Although shor's algorithm could be used, nobody has yet built a quantum computer to actually do this - so it is theoretical.

The weakness in protecting hardware and verifying IOT devices, secure boot etc remains security of hardware manufacture keys. Not verification of the keys or verification of firmware keys, but protecting the master keys.

A true secure boot system will verify the main boot image; the main boot image will verify the image of important software. Software update sources will have their security key certificates verified before permitting updates to proceed.

That's low-level hardware systems, but you won't see that level of protection built into PCs or even smartphones for a while yet.

[Greenbank]

RSA is almost defunct, btw. Does anyone actually still use that?

Hence why I mentioned the discrete log problem as that is the basis for more recent asymmetric encryption (DHE, etc).

Although shor's algorithm could be used, nobody has yet built a quantum computer to actually do this - so it is theoretical.

https://en.wikipedia.org/wiki/Shor's_algorithm

"
In 2001, Shor's algorithm was demonstrated by a group at IBM, who factored 15 into 3 × 5, using an NMR implementation of a quantum computer with 7 qubits.[4] After IBM's implementation, two independent groups implemented Shor's algorithm using photonic qubits, emphasizing that multi-qubit entanglement was observed when running the Shor's algorithm circuits.[5][6] In 2012, the factorization of 15 was performed with solid-state qubits.[7] Also in 2012, the factorization of 21 was achieved, setting the record for the largest number factored with Shor's algorithm.[8] In April 2012, the factorization of 143 was achieved, although this used adiabatic quantum computation rather than Shor's algorithm.[9] In November 2014, it was discovered that this 2012 adiabatic quantum computation had also factored larger numbers, the largest being 56153.
"

Progress is slow, and newer ideas have been developed than Shor's original algorithm, but then progress was slow on the original conventional integer factorisation algorithms.

The weakness in protecting hardware and verifying IOT devices, secure boot etc remains security of hardware manufacture keys.

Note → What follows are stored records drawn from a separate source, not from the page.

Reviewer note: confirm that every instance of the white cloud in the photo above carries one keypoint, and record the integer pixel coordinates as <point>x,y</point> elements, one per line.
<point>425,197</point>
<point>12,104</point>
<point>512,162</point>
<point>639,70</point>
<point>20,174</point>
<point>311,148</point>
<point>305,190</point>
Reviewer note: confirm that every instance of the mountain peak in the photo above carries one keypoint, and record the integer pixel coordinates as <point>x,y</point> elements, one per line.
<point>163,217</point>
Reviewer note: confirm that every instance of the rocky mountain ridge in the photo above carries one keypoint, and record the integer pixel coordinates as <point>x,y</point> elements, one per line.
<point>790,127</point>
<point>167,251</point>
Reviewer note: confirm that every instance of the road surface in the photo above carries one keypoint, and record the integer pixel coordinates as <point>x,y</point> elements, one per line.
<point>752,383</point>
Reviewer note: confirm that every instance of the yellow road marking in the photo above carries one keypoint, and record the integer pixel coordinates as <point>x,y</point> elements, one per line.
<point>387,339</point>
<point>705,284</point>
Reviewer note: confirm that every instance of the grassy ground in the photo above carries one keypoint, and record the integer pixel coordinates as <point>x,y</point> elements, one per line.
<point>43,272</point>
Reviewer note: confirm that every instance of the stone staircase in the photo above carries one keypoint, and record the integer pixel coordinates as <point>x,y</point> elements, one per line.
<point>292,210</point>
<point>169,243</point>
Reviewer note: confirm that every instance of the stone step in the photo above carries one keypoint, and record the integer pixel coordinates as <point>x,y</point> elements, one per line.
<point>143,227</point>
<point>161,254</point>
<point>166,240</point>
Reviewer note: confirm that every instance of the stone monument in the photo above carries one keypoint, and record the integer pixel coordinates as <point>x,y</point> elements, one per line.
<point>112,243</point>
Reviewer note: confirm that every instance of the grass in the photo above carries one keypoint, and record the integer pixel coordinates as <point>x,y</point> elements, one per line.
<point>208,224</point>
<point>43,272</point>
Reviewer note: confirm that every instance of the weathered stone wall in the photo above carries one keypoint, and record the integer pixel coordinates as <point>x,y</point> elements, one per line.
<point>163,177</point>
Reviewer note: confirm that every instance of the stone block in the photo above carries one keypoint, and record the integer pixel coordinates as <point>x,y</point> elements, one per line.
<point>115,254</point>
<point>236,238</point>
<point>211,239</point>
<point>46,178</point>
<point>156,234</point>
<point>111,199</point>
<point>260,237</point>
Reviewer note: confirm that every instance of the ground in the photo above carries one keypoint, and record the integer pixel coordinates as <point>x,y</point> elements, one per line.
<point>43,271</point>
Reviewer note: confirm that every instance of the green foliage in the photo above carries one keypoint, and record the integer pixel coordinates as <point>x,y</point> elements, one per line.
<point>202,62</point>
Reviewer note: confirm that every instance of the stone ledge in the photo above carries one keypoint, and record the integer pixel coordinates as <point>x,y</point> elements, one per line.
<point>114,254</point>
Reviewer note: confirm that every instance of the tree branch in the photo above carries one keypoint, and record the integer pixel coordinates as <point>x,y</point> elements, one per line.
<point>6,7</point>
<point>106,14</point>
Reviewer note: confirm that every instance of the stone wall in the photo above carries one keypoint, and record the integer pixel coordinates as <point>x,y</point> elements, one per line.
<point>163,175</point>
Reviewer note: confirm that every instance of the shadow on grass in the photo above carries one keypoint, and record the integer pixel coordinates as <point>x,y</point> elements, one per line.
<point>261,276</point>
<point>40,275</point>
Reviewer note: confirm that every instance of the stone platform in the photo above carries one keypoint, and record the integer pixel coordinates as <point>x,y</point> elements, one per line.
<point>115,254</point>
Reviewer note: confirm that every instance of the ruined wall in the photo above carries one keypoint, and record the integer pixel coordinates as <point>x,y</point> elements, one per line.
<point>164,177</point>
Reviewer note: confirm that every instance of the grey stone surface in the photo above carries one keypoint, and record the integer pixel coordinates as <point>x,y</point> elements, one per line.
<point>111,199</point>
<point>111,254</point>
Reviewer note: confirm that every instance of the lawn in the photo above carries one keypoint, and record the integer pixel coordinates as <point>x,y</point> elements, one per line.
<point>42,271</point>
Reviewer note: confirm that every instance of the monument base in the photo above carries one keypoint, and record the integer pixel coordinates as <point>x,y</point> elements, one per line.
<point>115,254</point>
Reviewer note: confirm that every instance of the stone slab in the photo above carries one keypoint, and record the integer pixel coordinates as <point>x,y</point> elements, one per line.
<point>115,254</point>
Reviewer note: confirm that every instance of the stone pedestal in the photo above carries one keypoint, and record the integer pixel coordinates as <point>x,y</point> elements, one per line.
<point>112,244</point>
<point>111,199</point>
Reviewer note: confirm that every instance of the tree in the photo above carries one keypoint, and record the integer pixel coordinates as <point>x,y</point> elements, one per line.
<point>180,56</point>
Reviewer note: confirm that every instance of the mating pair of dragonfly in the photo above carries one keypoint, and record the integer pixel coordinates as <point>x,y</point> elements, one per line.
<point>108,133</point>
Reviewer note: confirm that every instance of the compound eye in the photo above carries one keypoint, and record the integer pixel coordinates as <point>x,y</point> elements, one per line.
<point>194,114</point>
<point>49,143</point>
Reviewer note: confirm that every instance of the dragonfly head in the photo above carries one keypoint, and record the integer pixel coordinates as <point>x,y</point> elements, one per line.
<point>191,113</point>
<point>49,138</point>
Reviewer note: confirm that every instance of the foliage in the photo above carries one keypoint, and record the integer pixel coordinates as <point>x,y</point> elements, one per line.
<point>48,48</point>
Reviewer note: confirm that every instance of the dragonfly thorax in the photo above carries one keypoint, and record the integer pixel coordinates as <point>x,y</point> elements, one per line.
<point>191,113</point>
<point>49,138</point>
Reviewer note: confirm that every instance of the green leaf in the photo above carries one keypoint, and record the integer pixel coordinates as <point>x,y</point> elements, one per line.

Not verification of the keys or verification of firmware keys, but protecting the master keys.

A true secure boot system will verify the main boot image; the main boot image will verify the image of important software. Software update sources will have their security key certificates verified before permitting updates to proceed.

That's low-level hardware systems, but you won't see that level of protection built into PCs or even smartphones for a while yet.

Secure boot is a completely separate subject. That just stops users fiddling with the systems they rightfully own, or malware from embedding itself where traditional scanners cannot find them, etc.

The question here is how do you trust/verify that a system (as a collection of distinct parts) is trustworthy and isn't sending all of your keystrokes/messages/anything to a state sponsored entity.

(Answer: You can't.)

[vorsprung]

RSA is almost defunct, btw. Does anyone actually still use that?

yes, ssh uses large RSA keys

..
The weakness in protecting hardware and verifying IOT devices, secure boot etc remains security of hardware manufacture keys. Not verification of the keys or verification of firmware keys, but protecting the master keys.

A true secure boot system will verify the main boot image; the main boot image will verify the image of important software. Software update sources will have their security key certificates verified before permitting updates to proceed.

That's low-level hardware systems, but you won't see that level of protection built into PCs or even smartphones for a while yet.

There are various schemes for secure boot already.

If you want to be informed about current security issues you should start reading https://www.schneier.com/crypto-gram.html

[mrcharly-YHT]

The low level stuff, from hardware up I know about. This is what will be used in cars and control systems in the future.